POST /engine/signature

Description

API Endpoint

POST /engine/signature

The endpoint allows to detect the signature on the document. A document file is required as a parameter of the request - only PDF files are accepted.

Request body

Important

The request body should be of type multipart/form-data and contain the following fields:

  • file (File, required): The document file to quality predict.

  • password (string, optional): The password for the protected file.

Example Response

true

false

Error Responses

  • 400 Bad Request: If the request is malformed or missing required parameters.

  • 413 Request Entity Too Large: If the request file exceeds the limit.

  • 500 Internal Server Error: If an unexpected error occurs.

Main functions and models

server.quality_document()

Returns the quality of the document included in the request

Raises

server.PredictionException – Raised if prediction validation failed.

Returns

Predicted document quality JSON object

Return type

DocumentQuality

exception server.PredictionException(message)

Raised if prediction validation failed

class data.models.document_quality.DocumentQuality(prediction: Prediction, qualities: List[Quality])

Represents the document quality complex response generated by the engine.

Parameters
  • prediction (Prediction) – Overall document prediction results.

  • qualities (List[Quality]) – A list of qualities per document page.

class data.models.ocr_index.OcrIndex(date, ocr_index, execution_time, version, qualities: List[Quality])

Represents OCR index of the document.

Parameters
  • date (datetime.datetime) – The date of the prediction.

  • ocr_index (float) – overall document OCR index as number value (0-100).

  • execution_time (float) – The execution time of the prediction in seconds.

  • version (str) – The current version of the DocsQuality prediction engine.

  • qualities (List[Quality]) – A list of qualities per document page.

class data.models.prediction.Prediction(date: datetime, attribute: str, message: str, quality: float, ocr_index: float, document_category: Category, signed: bool, execution_time: float, version: str)

Represents overall document prediction results.

Parameters
  • date (datetime.datetime) – The date of the prediction.

  • attribute (str) – high-level classified attribute for the document.

  • message (str) – output message for the overall prediction.

  • quality (float) – overall document quality as number value (0-100).

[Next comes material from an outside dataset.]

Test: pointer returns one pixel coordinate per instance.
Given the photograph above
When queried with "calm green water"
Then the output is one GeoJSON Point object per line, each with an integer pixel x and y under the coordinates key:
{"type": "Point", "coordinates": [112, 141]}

  • ocr_index (float) – overall OCRindex of the document

  • document_category – category of the document

  • document_category – Category

  • signed (bool) – Whether the document is digitally signed.

  • execution_time (float) – The execution time of the prediction in seconds.

  • version (str) – The current version of the DocsQuality prediction engine.

class data.models.quality.Quality(page: int, attribute: str, quality: float, message: str, ocr_index: float, page_category: Category, details: List[QualityAttribute], lang='en')

Represents document quality with low-level details.

Parameters
  • page (int) – Document page number.

  • attribute (str) – High-level classified attribute for the document for page.

  • quality (float) – Document page quality as number value (0-100).

  • message (str) – Output message for specific page.

  • ocr_index (float) – OCR index

  • page_category – category of the single page

  • page_category – Category

  • details (List[QualityAttribute]) – List of document page quality details.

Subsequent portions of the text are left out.